# Physics with Calculus/Thermodynamics/Pressure and Temperature

In its most basic and most conceptual form, pressure is force per unit area. Of course, we all have a basic intuition about what pressure is. However, it's a little more slippery to define rigorously because we could in principle have a different pressure at every point, then it's not really force per unit area on a macroscopic scale. Furthermore, what force and what area are we even talking about?

What we really mean is that if we draw a small closed surface (like a sphere) around some point in a fluid, then the pressure is the outward force from the fluid inside the surface divided by the area or the surface. Of course, the surface must be orientable (you can't draw a Klein bottle around it), but more importantly, as the surface you draw gets smaller (say you choose a sphere, then shrink the radius), the pressure calculated must get closer to a definite value. Of course, these are all mathematical subtleties, and there are many more, all of which may be ignored.
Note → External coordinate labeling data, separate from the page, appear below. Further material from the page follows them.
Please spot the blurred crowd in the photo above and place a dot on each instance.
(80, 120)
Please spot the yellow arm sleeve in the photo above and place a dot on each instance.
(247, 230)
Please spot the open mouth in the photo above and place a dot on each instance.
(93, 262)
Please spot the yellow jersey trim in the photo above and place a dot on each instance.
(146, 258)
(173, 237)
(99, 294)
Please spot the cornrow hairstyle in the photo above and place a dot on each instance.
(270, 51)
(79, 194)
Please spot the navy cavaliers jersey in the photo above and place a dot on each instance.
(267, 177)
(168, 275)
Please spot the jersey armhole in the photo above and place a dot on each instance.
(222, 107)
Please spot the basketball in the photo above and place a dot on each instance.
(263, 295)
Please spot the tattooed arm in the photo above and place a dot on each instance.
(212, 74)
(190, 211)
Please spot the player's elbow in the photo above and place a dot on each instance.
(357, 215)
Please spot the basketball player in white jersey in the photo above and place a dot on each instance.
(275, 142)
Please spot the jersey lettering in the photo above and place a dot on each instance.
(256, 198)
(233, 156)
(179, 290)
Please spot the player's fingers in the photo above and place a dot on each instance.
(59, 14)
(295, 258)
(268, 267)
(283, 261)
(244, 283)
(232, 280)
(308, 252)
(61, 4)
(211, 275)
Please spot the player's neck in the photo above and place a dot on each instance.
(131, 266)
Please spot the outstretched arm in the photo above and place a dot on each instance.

One thing you should realize is that for any given surface, the total force on it is the surface integral of the pressure. Equivalently, for a small surface (infinitesimal), the force is merely the pressure times the area.

Notice also that pressure cannot produce a shear force, only a normal force.

Now, imagine a small rectangular prism of fluid of dimensions dx, dy, dz. Let's look at the two opposite sides normal to the x axis, let's call them A, and A'. Now, we want to find out the total force on this cube from the fluid surrounding it. The total force in the x direction is the force on A' minus the force on A. The force on A is the pressure at A times the surface area, let's call it dy dz, so P(x) dy dz. The force on A' is not quite the same; if we take the linear approximation, which becomes exact as dx, dy, and dz become smaller, then it is

$P(x)\,dy\,dz+{\frac {\partial P}{\partial x}}\,dx\,dy\,dz$ . All the higher order terms can be neglected because when they are divided by dx dy dz, they will become zero.

The force in the x direction is then

${\frac {\partial P}{\partial x}}\,dx\,dy\,dz$ .

Repeating the process for the other faces gives us

$d{\vec {F}}=\left({\frac {\partial P}{\partial x}},{\frac {\partial P}{\partial y}},{\frac {\partial P}{\partial z}}\right)\,dV$ Dividing through by dV (strictly speaking, we should be using delta's instead of d's, but you get the same result), and changing notation, we get

${\vec {F}}=\nabla P$ where ${\vec {F}}$ is force density.